Asked on an earnings call about the potential for further environmental taxes, Rickard Gustafson said it was clear that this was increasingly the direction of travel.
“I believe that if aviation as an industry fails to articulate a trustworthy roadmap towards a more sustainable industry, and not just hide behind an aggressive goal by 2040, or by 2050, but articulate a clear roadmap from now to the future with tangible sub-goals. If we can’t do that, I think the risk for further political involvement and regulation is significant,” he said on Tuesday.
Gustafson’s comments come as consumers, the media, and governments start to ask tougher questions about airlines and their impact on the environment.

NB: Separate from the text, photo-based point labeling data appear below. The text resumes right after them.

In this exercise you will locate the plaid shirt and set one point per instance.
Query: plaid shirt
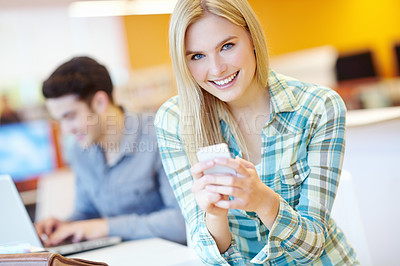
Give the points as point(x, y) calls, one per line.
point(302, 153)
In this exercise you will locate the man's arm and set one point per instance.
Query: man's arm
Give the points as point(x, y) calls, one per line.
point(167, 223)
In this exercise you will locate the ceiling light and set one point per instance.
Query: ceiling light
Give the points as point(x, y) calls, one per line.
point(120, 8)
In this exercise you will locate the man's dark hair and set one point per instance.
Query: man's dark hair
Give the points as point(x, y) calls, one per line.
point(81, 76)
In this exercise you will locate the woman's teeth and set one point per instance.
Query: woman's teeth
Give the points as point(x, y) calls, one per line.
point(225, 81)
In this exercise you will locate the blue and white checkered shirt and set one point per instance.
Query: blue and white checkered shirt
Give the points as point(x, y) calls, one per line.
point(302, 153)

What makes it tougher for the industry to respond is that air travel is expected to keep growing and while other industries are able to introduce definitive measures to reduce their carbon emissions, a viable, cheap alternative to jet fuel is still a long way off.
Over the last few months airlines have noticeably started talking up their green credentials — however spurious — in an effort seeming to confront the problem head on.

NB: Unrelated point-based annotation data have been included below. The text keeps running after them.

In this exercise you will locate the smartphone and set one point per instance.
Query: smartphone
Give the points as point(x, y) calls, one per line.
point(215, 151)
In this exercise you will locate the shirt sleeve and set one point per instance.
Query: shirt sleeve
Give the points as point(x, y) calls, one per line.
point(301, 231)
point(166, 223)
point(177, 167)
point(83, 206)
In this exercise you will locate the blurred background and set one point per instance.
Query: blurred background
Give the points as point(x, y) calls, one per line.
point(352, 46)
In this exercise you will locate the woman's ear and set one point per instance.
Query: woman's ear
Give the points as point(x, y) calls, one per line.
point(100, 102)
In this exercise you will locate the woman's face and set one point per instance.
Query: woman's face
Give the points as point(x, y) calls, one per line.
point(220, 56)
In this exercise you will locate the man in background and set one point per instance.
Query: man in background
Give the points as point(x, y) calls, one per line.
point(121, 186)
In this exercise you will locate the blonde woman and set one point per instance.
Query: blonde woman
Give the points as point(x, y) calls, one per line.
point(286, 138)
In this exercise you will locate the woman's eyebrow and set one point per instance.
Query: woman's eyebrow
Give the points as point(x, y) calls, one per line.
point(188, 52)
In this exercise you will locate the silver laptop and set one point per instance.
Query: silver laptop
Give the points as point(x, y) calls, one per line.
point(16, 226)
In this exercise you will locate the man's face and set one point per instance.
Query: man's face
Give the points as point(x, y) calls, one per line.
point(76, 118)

Carbon offsets remain a popular response to the crisis but they do little to change the fundamentals of air travel and in many cases are an excuse to avoid making hard decisions. The same is true of improvements in fuel efficiency.
Some airlines are at least making the right noises about bigger changes.
British Airways owner IAG plans to invest $400 million on alternative sustainable fuel development over the next 20 years and SAS itself has announced a number of recent changes.
“Sustainability is for us an existential issue. We need to demonstrate clear leadership on transforming our industry towards more sustainable aviation. Our customers demand that, our corporate customers demand it, other stakeholders around us demand it and our employees demand it,” Gustafson said.
There is also a push to end the tax-exempt status of jet fuel.
Despite growing revenue 3 percent to $1.4 billion in the three months to the end of July, pre-tax profit fell 27 percent to $155 million.
The drop was down to three things: the depreciation of the Swedish currency, the rising cost of jet fuel and the week-long strike that caused disruption across thousands of flights earlier this year.
Although the fuel price is moving in the right direction for SAS, it has plenty of other challenges including the aforementioned weakening Swedish krona as well as the much talked about economic slowdown in Europe and other parts of the world.
SAS still expects that it will be challenging to deliver a positive result for the full year 2019.